The technocrats and scribblers have a convenient memory lapse? Not to speak of the once enthusiastic members of the American Political Class?
TTP was supposed to be the triumph of the now collapsed ‘Free Market’, a ‘vision’ for the Radiant Future, to borrow from Zinoviev!
Predictably the villians , here, are the ‘Russians’ and ‘Chinese’ , although America does garner a mention : The New Cold War is the template, its political elasticity its virtue. Yet the question remains about the responsibility, of the technocrats and the scribblers, to think ‘holistically’? Herman Kahn’s imperative was to ‘think the unthinkable’ while the men we are asked to pay our homage can’t even consider ‘the possible’.
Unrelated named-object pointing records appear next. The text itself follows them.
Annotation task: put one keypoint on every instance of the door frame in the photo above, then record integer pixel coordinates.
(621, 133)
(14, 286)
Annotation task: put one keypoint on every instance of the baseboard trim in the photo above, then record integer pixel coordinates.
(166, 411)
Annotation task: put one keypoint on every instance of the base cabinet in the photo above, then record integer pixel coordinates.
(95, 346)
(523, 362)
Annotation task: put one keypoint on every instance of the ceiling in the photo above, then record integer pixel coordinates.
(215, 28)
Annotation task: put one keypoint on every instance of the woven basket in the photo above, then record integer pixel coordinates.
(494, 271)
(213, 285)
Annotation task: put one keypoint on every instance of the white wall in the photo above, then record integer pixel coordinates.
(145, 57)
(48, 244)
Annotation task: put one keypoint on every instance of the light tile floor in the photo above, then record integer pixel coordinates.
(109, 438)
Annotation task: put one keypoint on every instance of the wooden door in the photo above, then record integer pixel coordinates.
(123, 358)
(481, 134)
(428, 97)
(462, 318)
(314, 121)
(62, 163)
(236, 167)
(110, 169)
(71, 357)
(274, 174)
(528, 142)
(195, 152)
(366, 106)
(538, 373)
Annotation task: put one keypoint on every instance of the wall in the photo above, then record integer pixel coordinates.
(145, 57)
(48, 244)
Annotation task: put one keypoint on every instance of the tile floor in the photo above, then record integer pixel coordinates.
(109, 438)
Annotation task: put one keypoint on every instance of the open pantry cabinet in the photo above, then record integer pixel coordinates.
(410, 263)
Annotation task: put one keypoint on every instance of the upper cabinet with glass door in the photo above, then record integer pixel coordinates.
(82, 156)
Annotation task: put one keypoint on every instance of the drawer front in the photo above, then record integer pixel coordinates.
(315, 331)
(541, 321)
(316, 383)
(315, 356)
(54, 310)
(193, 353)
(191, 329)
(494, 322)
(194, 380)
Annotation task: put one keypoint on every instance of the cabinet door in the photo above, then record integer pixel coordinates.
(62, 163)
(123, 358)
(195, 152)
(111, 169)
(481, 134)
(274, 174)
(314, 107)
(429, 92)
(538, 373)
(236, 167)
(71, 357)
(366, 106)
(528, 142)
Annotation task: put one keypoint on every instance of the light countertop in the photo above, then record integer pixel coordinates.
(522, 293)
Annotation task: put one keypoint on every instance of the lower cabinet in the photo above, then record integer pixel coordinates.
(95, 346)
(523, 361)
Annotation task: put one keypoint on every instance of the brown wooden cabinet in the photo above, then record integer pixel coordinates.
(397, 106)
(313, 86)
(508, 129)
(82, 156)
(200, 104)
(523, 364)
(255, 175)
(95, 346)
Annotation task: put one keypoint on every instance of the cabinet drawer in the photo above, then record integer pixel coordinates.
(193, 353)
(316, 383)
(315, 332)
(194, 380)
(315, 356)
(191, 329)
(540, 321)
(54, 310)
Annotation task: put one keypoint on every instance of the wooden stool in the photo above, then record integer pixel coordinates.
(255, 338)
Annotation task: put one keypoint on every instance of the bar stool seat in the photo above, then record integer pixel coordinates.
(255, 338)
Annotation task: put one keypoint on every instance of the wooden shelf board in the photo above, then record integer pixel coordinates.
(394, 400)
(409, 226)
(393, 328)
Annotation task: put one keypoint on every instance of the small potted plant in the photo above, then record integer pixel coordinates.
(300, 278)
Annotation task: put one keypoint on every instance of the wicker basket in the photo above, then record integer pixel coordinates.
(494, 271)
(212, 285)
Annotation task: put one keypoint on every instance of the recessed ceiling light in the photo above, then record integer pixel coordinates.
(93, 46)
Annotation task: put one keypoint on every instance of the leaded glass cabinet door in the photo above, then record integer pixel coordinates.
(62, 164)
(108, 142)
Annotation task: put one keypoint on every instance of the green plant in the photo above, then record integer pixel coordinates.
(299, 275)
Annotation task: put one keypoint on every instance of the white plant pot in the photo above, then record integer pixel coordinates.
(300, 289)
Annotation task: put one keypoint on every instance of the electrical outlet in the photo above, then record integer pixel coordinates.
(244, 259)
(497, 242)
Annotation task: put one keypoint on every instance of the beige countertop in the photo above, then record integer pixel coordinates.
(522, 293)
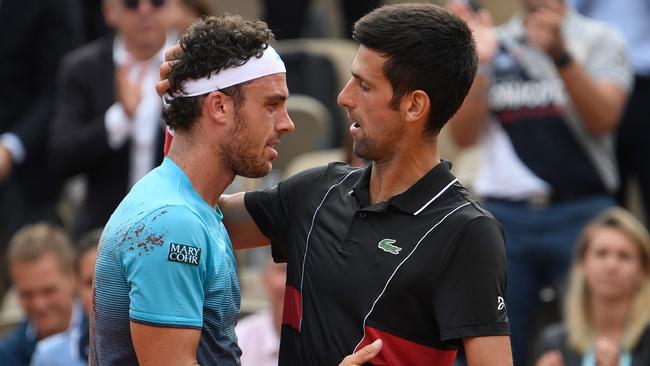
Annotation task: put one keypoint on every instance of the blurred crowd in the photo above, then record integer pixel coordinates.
(558, 108)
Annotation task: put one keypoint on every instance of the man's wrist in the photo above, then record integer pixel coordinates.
(563, 60)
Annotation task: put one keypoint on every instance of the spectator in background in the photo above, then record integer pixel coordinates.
(549, 92)
(33, 38)
(187, 11)
(607, 318)
(258, 334)
(632, 17)
(107, 123)
(70, 348)
(41, 264)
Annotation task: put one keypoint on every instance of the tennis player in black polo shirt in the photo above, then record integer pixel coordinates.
(398, 251)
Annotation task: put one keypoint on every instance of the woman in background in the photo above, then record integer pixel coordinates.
(607, 313)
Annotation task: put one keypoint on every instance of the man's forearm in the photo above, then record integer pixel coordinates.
(599, 104)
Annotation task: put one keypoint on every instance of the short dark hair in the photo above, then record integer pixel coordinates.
(212, 44)
(428, 49)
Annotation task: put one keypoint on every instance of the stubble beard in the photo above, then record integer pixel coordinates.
(239, 151)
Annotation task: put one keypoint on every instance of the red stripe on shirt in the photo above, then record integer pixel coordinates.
(292, 311)
(397, 351)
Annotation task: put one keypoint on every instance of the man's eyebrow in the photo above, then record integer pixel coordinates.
(357, 76)
(277, 97)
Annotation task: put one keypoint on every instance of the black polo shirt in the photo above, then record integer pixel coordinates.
(421, 271)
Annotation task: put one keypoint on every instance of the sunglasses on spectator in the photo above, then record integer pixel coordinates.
(133, 4)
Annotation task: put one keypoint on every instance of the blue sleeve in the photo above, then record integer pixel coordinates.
(164, 261)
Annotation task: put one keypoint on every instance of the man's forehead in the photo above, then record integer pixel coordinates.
(270, 85)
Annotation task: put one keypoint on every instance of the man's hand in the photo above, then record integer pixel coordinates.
(482, 28)
(544, 29)
(129, 93)
(363, 355)
(6, 163)
(166, 67)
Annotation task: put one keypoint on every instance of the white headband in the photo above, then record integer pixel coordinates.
(256, 67)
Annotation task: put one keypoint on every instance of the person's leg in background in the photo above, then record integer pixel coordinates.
(633, 147)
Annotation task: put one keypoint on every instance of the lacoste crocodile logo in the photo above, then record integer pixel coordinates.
(387, 246)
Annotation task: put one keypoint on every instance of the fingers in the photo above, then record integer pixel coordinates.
(162, 87)
(165, 69)
(551, 358)
(363, 355)
(485, 18)
(173, 53)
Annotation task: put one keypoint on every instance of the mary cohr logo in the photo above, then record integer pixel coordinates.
(184, 254)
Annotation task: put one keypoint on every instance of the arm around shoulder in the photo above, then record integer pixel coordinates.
(165, 345)
(488, 351)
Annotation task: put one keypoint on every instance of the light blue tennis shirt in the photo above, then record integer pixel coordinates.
(165, 260)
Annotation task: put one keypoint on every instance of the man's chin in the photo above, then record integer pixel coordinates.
(256, 173)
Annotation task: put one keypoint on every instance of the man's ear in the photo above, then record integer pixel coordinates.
(218, 106)
(110, 13)
(416, 106)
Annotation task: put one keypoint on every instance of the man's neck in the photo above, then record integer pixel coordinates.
(393, 177)
(207, 173)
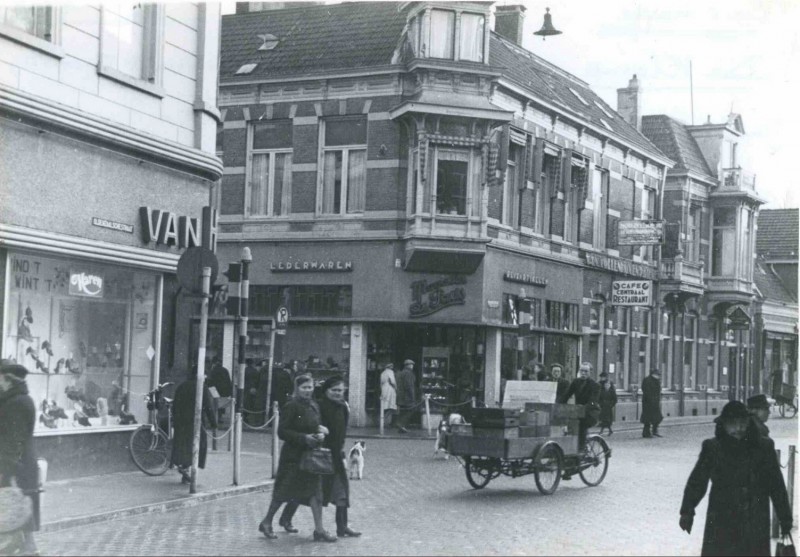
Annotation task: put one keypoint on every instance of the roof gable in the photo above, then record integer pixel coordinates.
(552, 84)
(311, 39)
(777, 236)
(672, 137)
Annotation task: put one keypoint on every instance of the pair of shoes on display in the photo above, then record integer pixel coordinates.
(267, 530)
(324, 537)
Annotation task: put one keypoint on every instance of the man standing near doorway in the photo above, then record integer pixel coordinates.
(406, 395)
(651, 404)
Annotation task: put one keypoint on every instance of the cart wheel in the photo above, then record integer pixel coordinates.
(547, 468)
(478, 470)
(594, 463)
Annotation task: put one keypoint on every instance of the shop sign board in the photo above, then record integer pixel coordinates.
(85, 284)
(632, 293)
(640, 232)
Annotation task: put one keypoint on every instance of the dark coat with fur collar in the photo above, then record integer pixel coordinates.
(745, 476)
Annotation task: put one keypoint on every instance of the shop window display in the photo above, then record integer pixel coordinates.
(86, 333)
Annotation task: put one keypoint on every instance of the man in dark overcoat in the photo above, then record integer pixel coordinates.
(758, 406)
(183, 420)
(651, 404)
(17, 456)
(745, 476)
(406, 395)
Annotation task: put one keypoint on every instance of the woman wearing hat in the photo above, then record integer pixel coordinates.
(300, 429)
(744, 476)
(17, 458)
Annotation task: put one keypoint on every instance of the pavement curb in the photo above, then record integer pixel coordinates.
(160, 507)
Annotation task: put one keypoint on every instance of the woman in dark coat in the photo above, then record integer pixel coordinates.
(608, 403)
(336, 487)
(183, 421)
(745, 476)
(300, 429)
(17, 457)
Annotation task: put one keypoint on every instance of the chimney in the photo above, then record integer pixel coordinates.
(508, 22)
(629, 103)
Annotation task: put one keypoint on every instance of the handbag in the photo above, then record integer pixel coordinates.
(317, 461)
(785, 549)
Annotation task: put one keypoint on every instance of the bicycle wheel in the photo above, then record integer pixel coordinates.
(149, 450)
(478, 476)
(547, 468)
(594, 463)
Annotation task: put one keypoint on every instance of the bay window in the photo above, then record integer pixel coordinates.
(724, 242)
(344, 166)
(270, 169)
(442, 33)
(471, 37)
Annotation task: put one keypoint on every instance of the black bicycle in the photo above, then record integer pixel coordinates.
(150, 444)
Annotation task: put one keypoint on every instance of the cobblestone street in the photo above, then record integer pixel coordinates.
(412, 504)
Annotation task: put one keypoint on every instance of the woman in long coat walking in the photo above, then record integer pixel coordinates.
(744, 475)
(335, 415)
(388, 393)
(608, 403)
(300, 429)
(17, 457)
(183, 421)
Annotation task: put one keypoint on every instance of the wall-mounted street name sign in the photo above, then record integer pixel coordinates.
(640, 232)
(632, 293)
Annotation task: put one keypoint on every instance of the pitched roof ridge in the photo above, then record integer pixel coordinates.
(549, 65)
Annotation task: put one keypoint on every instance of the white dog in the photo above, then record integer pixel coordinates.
(356, 457)
(443, 431)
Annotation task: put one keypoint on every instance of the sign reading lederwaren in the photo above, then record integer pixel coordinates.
(632, 293)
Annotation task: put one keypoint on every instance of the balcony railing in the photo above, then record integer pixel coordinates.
(735, 179)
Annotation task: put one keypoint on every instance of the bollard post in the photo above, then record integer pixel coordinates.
(428, 413)
(380, 418)
(775, 526)
(276, 417)
(790, 481)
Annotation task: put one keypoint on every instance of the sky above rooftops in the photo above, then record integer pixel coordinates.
(743, 54)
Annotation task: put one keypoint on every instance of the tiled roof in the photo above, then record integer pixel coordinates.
(672, 137)
(770, 286)
(549, 82)
(357, 35)
(777, 235)
(311, 38)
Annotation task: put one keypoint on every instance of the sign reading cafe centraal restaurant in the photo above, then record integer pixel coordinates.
(632, 293)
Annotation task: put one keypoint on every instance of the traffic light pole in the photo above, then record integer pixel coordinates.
(243, 319)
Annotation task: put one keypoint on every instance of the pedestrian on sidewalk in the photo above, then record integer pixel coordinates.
(388, 393)
(300, 429)
(586, 391)
(608, 403)
(183, 407)
(758, 406)
(406, 395)
(17, 456)
(744, 476)
(651, 404)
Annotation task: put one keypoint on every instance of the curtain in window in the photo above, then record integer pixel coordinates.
(281, 196)
(259, 180)
(442, 31)
(331, 181)
(472, 37)
(356, 181)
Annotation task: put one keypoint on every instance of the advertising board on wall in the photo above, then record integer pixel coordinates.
(632, 293)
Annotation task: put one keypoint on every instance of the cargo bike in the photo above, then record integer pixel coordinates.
(541, 440)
The closing paragraphs of Mr. Rachman’s essay are about the value of ‘common international rules’ ,and a quote from Thucydides steeped in political fatalism:
The US, and perhaps China, have the power to enforce their laws around the world. For midsize powers that is not an option. Instead, smaller countries need to prop up international rules-making bodies, such as the World Trade Organization — which has ruled against both China and the US on occasion.
Without common international rules, third countries may increasingly find themselves torn between the competing extraterritorial demands of Washington and Beijing. In that situation, our world will look increasingly look like the one described by the Greek historian, Thucydides, in which — “The strong do what they will and the weak suffer what they must.”